Local and regional tattoo artists gathered at the second annual COMO Carnival of Ink at the Holiday Inn Executive Center on Aug. 24. Fans could not only get a new tattoo or piercing, but also view sideshow acts and a tattoo beauty pageant.
The Carnival of Ink was started in Springfield, Missouri in 2013 by music promoter Joe OD Bridges. The event was created to showcase tattoo artists and piercers in places that don’t have a large selection of artists.
“We’re sticking with doing a lot in the Midwest, so we’re hitting areas where there’s not a lot of shows,” Bridges said.
While staying firmly in its Midwest niche, Bridges says the Carnival of Ink is growing and improving every year.

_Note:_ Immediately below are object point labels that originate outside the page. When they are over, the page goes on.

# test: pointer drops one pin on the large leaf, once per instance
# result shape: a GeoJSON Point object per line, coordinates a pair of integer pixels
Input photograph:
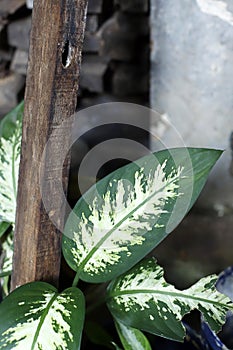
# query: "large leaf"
{"type": "Point", "coordinates": [128, 213]}
{"type": "Point", "coordinates": [144, 300]}
{"type": "Point", "coordinates": [36, 317]}
{"type": "Point", "coordinates": [132, 338]}
{"type": "Point", "coordinates": [10, 142]}
{"type": "Point", "coordinates": [6, 263]}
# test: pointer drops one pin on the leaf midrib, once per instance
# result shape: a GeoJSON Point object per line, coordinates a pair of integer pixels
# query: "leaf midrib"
{"type": "Point", "coordinates": [179, 295]}
{"type": "Point", "coordinates": [107, 235]}
{"type": "Point", "coordinates": [42, 318]}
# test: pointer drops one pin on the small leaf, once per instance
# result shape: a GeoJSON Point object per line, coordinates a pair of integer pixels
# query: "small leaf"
{"type": "Point", "coordinates": [36, 316]}
{"type": "Point", "coordinates": [10, 144]}
{"type": "Point", "coordinates": [144, 300]}
{"type": "Point", "coordinates": [225, 283]}
{"type": "Point", "coordinates": [212, 339]}
{"type": "Point", "coordinates": [132, 338]}
{"type": "Point", "coordinates": [128, 213]}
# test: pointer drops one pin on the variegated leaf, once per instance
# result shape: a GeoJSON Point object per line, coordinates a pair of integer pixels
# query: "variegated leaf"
{"type": "Point", "coordinates": [118, 221]}
{"type": "Point", "coordinates": [132, 338]}
{"type": "Point", "coordinates": [10, 142]}
{"type": "Point", "coordinates": [36, 317]}
{"type": "Point", "coordinates": [144, 300]}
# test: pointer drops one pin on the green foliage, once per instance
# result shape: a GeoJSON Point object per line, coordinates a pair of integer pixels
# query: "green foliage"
{"type": "Point", "coordinates": [36, 316]}
{"type": "Point", "coordinates": [112, 228]}
{"type": "Point", "coordinates": [132, 338]}
{"type": "Point", "coordinates": [143, 299]}
{"type": "Point", "coordinates": [10, 142]}
{"type": "Point", "coordinates": [128, 213]}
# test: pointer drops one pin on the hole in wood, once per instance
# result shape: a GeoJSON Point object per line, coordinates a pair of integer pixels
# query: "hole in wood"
{"type": "Point", "coordinates": [67, 54]}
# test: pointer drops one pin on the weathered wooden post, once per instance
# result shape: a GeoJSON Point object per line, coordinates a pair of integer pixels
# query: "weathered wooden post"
{"type": "Point", "coordinates": [51, 92]}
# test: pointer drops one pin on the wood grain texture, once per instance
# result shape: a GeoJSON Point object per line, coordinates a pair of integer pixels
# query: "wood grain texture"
{"type": "Point", "coordinates": [50, 98]}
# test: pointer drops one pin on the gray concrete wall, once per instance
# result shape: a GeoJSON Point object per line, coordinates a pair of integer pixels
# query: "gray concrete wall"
{"type": "Point", "coordinates": [192, 82]}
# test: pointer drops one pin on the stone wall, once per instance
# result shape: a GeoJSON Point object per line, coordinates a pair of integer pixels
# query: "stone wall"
{"type": "Point", "coordinates": [115, 55]}
{"type": "Point", "coordinates": [191, 83]}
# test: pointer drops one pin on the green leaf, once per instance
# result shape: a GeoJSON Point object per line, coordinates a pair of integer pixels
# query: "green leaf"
{"type": "Point", "coordinates": [144, 300]}
{"type": "Point", "coordinates": [128, 213]}
{"type": "Point", "coordinates": [98, 335]}
{"type": "Point", "coordinates": [36, 316]}
{"type": "Point", "coordinates": [7, 254]}
{"type": "Point", "coordinates": [132, 338]}
{"type": "Point", "coordinates": [10, 144]}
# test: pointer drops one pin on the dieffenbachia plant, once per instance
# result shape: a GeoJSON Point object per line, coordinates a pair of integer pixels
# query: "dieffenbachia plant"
{"type": "Point", "coordinates": [10, 142]}
{"type": "Point", "coordinates": [106, 239]}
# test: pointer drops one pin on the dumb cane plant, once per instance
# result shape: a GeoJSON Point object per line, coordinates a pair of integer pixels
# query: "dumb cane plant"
{"type": "Point", "coordinates": [113, 226]}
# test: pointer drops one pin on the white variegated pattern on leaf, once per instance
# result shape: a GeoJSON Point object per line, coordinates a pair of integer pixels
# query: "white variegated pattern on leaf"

“This October will be the first time we go to Kansas City. The artists we get to join our tours are getting better and better,” Bridges said. “We’re actually in the newest issue of Tattoo Magazine. It’s good to be in a magazine that’s been around for ages and ages.”
Bridges also notes that Carnival of Ink will expand to five dates in 2020. These include Springfield, Columbia, Kansas City and two other cities that will be announced at the beginning of the year.
Derek Schlotter, owner of Mr. Hyde’s Tattoo Emporium, enjoys the communal aspects of the carnival.
“I get to see some good friends I haven’t seen in a while, get to meet some new people and get to see some pretty cool tattoos,” Schlotter said.
However, the Carnival of Ink involves more than tattoos. Verona Fink, self-described professional carnie, performed a body suspension act at the carnival. This involved her piercing her skin with hooks and then being lifted up in the air by them. She thinks people are drawn to body suspension for a variety of reasons.
“For some people it’s meditative, for me there is … this sense of flying to it,” Fink says. “Everyone’s personal experience is different. It’s all spiritual to us in our own way.”
While Fink loves body suspension, she admits that it has its risks.
“Your skin is only as tough as you can have it be, so tearing or ripping out your skin … I’m not gonna say it's normal but there is that … one in a thousand chance,” Fink says.
Though some cringe at Fink’s art, she says the cringe factor keeps her going.
“[There’s] that and the little ones who are like … dreamy-eyed,” Fink says.
Fink wants to see the suspension community grow and become more connected, and thinks the Carnival of Ink can help foster this camaraderie.
“The people around here have really found a way to come together as friends,” Fink said.